Fiber Dying - Painting Colors Everywhere

I spent yesterday playing with color.  The first superwash roving I call  "Sunset".  It is similar to a colorway that I did last year that produced the spun yarn pictured on the right.  The colors may seem garish in the fiber before it is spun but will blend into something totally different when spun.

This one is three colors of blue.  It makes a medium to dark yarn when spun.  The picture below shows what it looks like when it's dry.

Then I dyed some Silver colored Shetland from my ewe, Velvet.  The first color is Mountain Aqua.  The picture on the left shows it wet in the dye pot and on the right after it dried.

I so enjoy playing with color.  It's so exciting to see how it looks once it's carded and spun.  Colors pop out that you never expect.

Wednesday, August 22, 2012

First Transparent Apple Harvest

Today I am so excited!  After 5 years of waiting, I was finally able to harvest my first Yellow Transparent Apples!  I used to be able to get them from the you- pick orchards when we first came here.  But like many varieties of our produce, these were phased out in favor of the Lodi Apple that had a longer shelf life.  Then even the Lodi was phased out in favor of Jonagold or Early Gold apples.  I have to say here that I liked none of the other apples for applesauce like the Transparent.  They may not have a very long shelf life but they make the BEST applesauce of all in my opinion.  An heirloom apple that cooks down into perfect applesauce with no pureeing necessary and a tart under flavor - yum!
Some of my first adventures in canning were with this humble  apple.  We were living in a tiny, one room log cabin with a wood cook stove that made the interior almost unbearable in the summer when we had to burn the stove to heat hot water for a shower.  So I did my canning in the front yard on an old wood cook stove that my cousin had found in a miners shack in the desert in Nevada and had hauled up and given to my Dad when he was setting out to build the cabin when he retired.  It was definitely a no frills model, with six holes and a water jacket sitting on concrete blocks.
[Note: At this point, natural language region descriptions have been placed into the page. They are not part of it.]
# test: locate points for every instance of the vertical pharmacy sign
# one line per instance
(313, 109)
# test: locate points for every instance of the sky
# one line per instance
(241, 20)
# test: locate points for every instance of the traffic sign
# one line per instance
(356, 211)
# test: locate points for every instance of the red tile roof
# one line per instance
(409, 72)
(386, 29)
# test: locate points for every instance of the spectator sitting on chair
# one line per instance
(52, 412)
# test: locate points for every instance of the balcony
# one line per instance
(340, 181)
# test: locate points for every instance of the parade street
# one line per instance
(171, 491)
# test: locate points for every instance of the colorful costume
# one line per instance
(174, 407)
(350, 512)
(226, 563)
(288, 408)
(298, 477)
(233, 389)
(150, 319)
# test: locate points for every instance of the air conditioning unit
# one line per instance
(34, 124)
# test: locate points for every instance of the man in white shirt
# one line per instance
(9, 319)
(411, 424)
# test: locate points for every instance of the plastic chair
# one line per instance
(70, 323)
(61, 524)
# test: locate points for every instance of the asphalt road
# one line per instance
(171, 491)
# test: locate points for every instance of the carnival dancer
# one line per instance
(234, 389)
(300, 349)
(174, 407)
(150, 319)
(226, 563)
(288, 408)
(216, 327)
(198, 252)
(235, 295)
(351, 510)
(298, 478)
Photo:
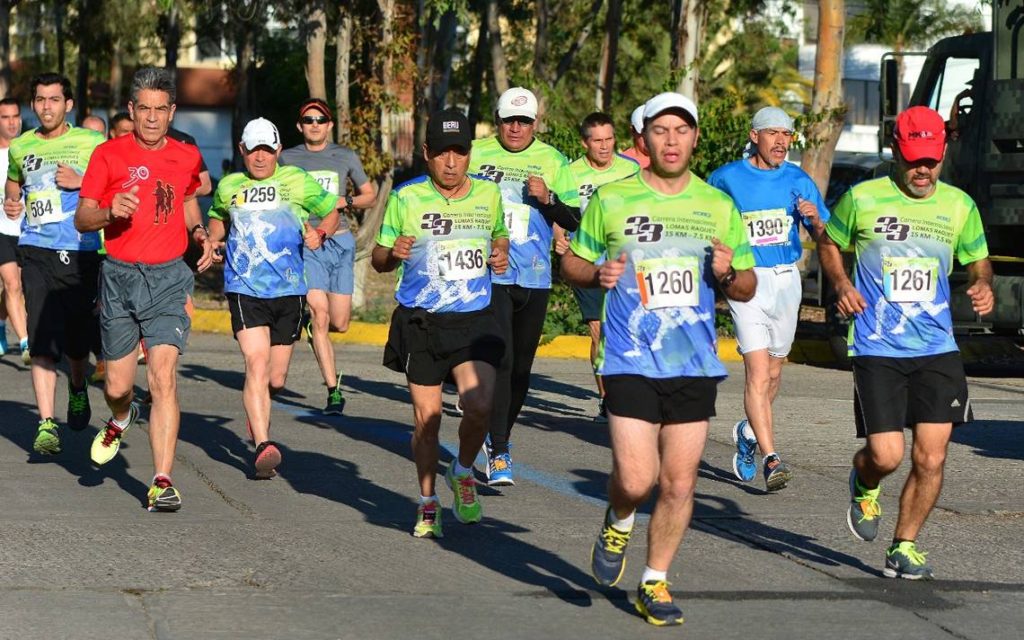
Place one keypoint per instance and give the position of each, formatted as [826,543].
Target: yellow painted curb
[219,322]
I would sit on an old camp chair and hand peel each apple with an old potato peeler and slice and core each apple and float it in a bucket of lightly salted water to keep them from turning brown.  The yellow jackets would swarm - so much sweetness and moisture to attract them in their end of summer frenzy.  My daughter - just a year old at the time,  took great pleasure playing with the apple slices in the bucket, poking them with her little fingers and giggling as they would pop up again to the surface.  Such adventures we had!  Amazing how the smell of a box of apples can bring it all just flooding back like it was just yesterday.....

So today I climbed up the ladder and picked.  I got about 22 pounds - not bad for a trees first shot at producing fruit.  At least I don't have to can with the yellow jackets anymore but sometimes, I miss that old cook stove.  It now resides in a homesteaders museum.  Heirloom apples....YUM!!!


Friday, August 17, 2012

Dying and Wool Washing Adventures

Wee One

I know it's been awhile since I last posted here but that's how it goes in the busy season.  It may be still in the 90's outside but the angle of the sun is already transitioning into fall like patterns.  When the angle of the sun shifts, I always feel like I need to hurry up and get anything done that needs to be taken care of outside.  So I have been picking and washing fleeces like a crazy woman.  As of today I am half way there.  Three down and three to go.  Picking and washing isn't my favorite part - I prefer to get on to the fun part which is the dying.  So.....I kicked myself in the behind and got an early start this morning and got "Wee One's" fleece washed and spread on the rack to dry.

So I figured after all that stinky hot work I deserved to reward myself with the part I really enjoy.  Even though it was later in the day than I'd usually begin a hand painting dye job I weighed out a goodly amount of Merino Superwash top and had it soaking while I finished up the last batch of Wee One's fleece.  By the time I had it rinsed and spread on the rack, I was already visualizing what colors I'd paint with today.  Since I had been listening to a version of a Prince song performed by Michael Hedges, I figured that purple would be the order of the day.  So here it is.....Purple Rain.